(a) What does it mean for two spaces $X$ and $Y$ to be homotopy equivalent?

(b) What does it mean for a subspace $Y \subseteq X$ to be a retract of a space $X$ ? What does it mean for a space $X$ to be contractible? Show that a retract of a contractible space is contractible.

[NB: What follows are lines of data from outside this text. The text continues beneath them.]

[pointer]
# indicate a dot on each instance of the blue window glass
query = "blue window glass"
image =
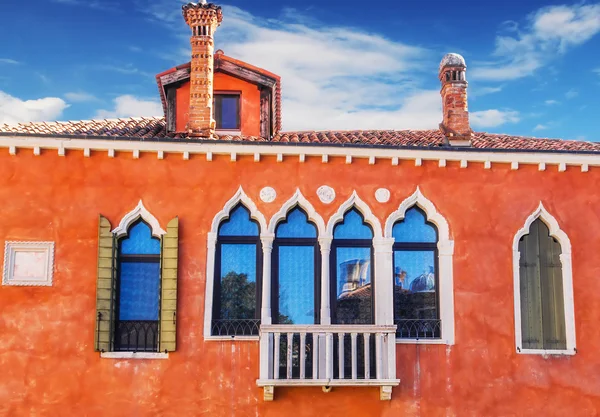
(296, 285)
(353, 227)
(227, 111)
(139, 241)
(139, 290)
(414, 228)
(296, 226)
(238, 281)
(239, 224)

(c) Let $X$ be a space and $A \subseteq X$ a subspace. We say the pair $(X, A)$ has the homotopy extension property if, for any pair of maps $f: X \times\{0\} \rightarrow Y$ and $H^{\prime}: A \times I \rightarrow Y$ with

$$\left.f\right|_{A \times\{0\}}=\left.H^{\prime}\right|_{A \times\{0\}},$$

there exists a map $H: X \times I \rightarrow Y$ with

$$\left.H\right|_{X \times\{0\}}=f,\left.\quad H\right|_{A \times I}=H^{\prime}$$

Now suppose that $A \subseteq X$ is contractible. Denote by $X / A$ the quotient of $X$ by the equivalence relation $x \sim x^{\prime}$ if and only if $x=x^{\prime}$ or $x, x^{\prime} \in A$. Show that, if $(X, A)$ satisfies the homotopy extension property, then $X$ and $X / A$ are homotopy equivalent.